Warm my hands

The feeling is packed with familiarity and yet it is alarming with someone’s elbow going over her face, some crotch pressed to her side and someone’s garlic breath upon her hair.

Photo: PRATIBHA TULADHAR

When Kalpana first held hands with her future husband, her mind drifted from across the flat fields of her home town to the wide streets of Kathmandu, which was soon to be her new home. She stood up, looked at his face and smiled, the wheat-packed belly of the field spread behind him looked like a golden curtain and she wished they could have a photo taken of that moment. She thought, maybe a new phone with a good camera will be possible in Kathmandu and I can post lots of pictures on Facebook.

A year since that moment, Kalpana finds herself in the enclosed room of a certain parlour in Kathmandu. No, she isn’t getting her eyebrows done and neither is she getting a haircut. It is where she works now. Ten to Five.

“The working hours are not so bad, actually,” she says at first. “The money is not that great, but my employer says there will be tips.”

In her hometown, Kalpana had trained to peel eyebrows using thread, to heat wax in tin containers and pull them off with cloth strips and to massage the face and shoulders of women as they lay down for a facial session. Her friends had advised it was the best skill to pick before heading to Kathmandu. “Easy to find jobs,” they had said. “And if you’re going to go abroad, even better. Women do really well at beauty parlours.”

Now in Kathmandu, Kalpana finds that things run contrary to the narrative she had heard on repeat back home.

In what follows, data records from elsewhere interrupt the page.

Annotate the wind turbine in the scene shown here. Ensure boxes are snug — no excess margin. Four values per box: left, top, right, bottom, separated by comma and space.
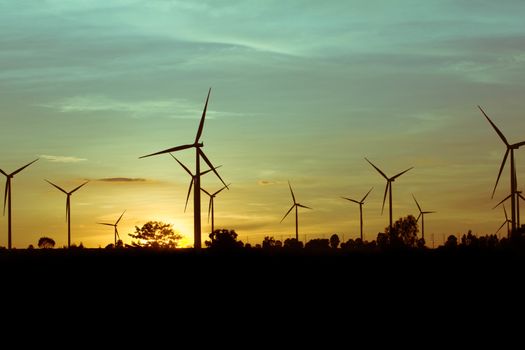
45, 180, 89, 248
365, 158, 413, 231
479, 106, 525, 234
98, 210, 126, 246
412, 194, 436, 241
201, 184, 230, 234
0, 158, 39, 249
493, 190, 525, 230
341, 187, 373, 241
280, 181, 312, 241
495, 204, 512, 237
140, 89, 228, 249
169, 154, 221, 212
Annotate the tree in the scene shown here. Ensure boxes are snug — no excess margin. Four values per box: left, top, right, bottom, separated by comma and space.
129, 221, 183, 248
283, 238, 303, 249
38, 237, 55, 249
205, 229, 243, 249
385, 215, 419, 247
305, 238, 330, 250
329, 234, 340, 249
262, 236, 277, 249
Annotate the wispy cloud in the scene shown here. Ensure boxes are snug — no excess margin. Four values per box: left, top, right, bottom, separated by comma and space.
41, 95, 239, 119
41, 155, 87, 163
258, 180, 276, 186
97, 177, 147, 183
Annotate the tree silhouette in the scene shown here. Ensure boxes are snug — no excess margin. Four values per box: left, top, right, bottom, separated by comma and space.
205, 229, 243, 249
444, 235, 458, 249
283, 238, 303, 249
329, 234, 340, 249
305, 238, 330, 250
385, 215, 419, 247
262, 236, 277, 249
129, 221, 183, 248
38, 237, 55, 249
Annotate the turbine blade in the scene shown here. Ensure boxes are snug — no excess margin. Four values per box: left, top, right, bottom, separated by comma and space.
478, 106, 509, 146
492, 193, 512, 209
140, 144, 195, 159
115, 210, 126, 225
195, 88, 211, 143
208, 197, 212, 223
514, 140, 525, 148
185, 179, 193, 212
3, 180, 9, 216
200, 165, 222, 176
44, 179, 68, 194
391, 167, 414, 180
98, 223, 114, 226
412, 194, 422, 213
342, 197, 360, 204
0, 169, 7, 176
519, 193, 525, 201
280, 204, 295, 223
200, 187, 212, 196
361, 187, 374, 202
365, 158, 389, 180
491, 149, 509, 198
381, 182, 389, 215
503, 204, 509, 221
70, 181, 89, 194
213, 183, 230, 196
297, 204, 312, 209
496, 220, 507, 234
199, 149, 228, 189
170, 154, 193, 176
288, 181, 296, 203
416, 213, 421, 222
10, 158, 39, 176
423, 211, 436, 214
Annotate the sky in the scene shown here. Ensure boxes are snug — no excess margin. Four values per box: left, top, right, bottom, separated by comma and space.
1, 0, 525, 248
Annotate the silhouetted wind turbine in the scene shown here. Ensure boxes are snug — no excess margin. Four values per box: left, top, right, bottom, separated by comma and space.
412, 194, 435, 241
495, 204, 512, 237
201, 184, 230, 234
365, 158, 413, 231
493, 190, 525, 231
98, 210, 126, 246
341, 187, 373, 241
479, 106, 525, 234
45, 180, 89, 248
140, 89, 227, 249
169, 154, 221, 212
0, 158, 39, 249
280, 181, 312, 241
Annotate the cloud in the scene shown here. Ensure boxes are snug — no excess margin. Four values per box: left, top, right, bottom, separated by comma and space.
97, 177, 147, 183
41, 155, 87, 163
258, 180, 276, 186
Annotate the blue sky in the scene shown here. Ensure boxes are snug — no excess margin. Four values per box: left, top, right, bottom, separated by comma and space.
1, 0, 525, 247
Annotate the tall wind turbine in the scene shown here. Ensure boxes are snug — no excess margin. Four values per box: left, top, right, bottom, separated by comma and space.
365, 158, 413, 231
412, 194, 435, 241
169, 154, 221, 212
0, 158, 39, 249
280, 181, 312, 241
496, 204, 512, 237
201, 184, 230, 233
45, 180, 89, 248
341, 187, 373, 241
140, 89, 227, 249
479, 106, 525, 234
98, 210, 126, 246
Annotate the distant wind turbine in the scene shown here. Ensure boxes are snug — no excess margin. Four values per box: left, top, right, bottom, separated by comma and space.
493, 190, 525, 232
495, 204, 512, 237
201, 184, 230, 234
412, 194, 436, 241
0, 158, 39, 249
45, 180, 89, 248
280, 181, 312, 241
365, 158, 413, 231
169, 154, 221, 212
341, 187, 373, 241
98, 210, 126, 246
479, 106, 525, 234
140, 88, 228, 249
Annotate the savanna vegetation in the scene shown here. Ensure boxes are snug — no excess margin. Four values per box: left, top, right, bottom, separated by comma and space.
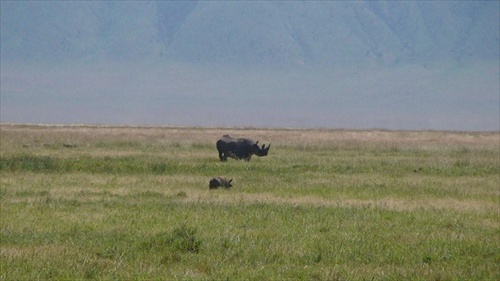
1, 124, 498, 280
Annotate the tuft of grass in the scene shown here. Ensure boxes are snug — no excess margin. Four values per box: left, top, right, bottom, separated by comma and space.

She had spent a few weeks in Kathmandu visiting relatives as a child and so of course she knew the city. But the Kathmandu that met her in her guise as an adult has felt distant, claustrophobic and indifferent. Bus rides are no longer breezy, but an ordeal. She struggles to find space to even stand without being crushed by other passengers most days. The feeling is packed with familiarity and yet it is alarming with someone’s elbow going over her face, some crotch pressed to her side and someone’s garlic breath upon her hair. Sometimes, during bus rides she shuts her eyes until the conductor shouts: Balaju! Balaju!

Five thousand rupees a month. The vermin! Kalpana sighs throughout bus rides.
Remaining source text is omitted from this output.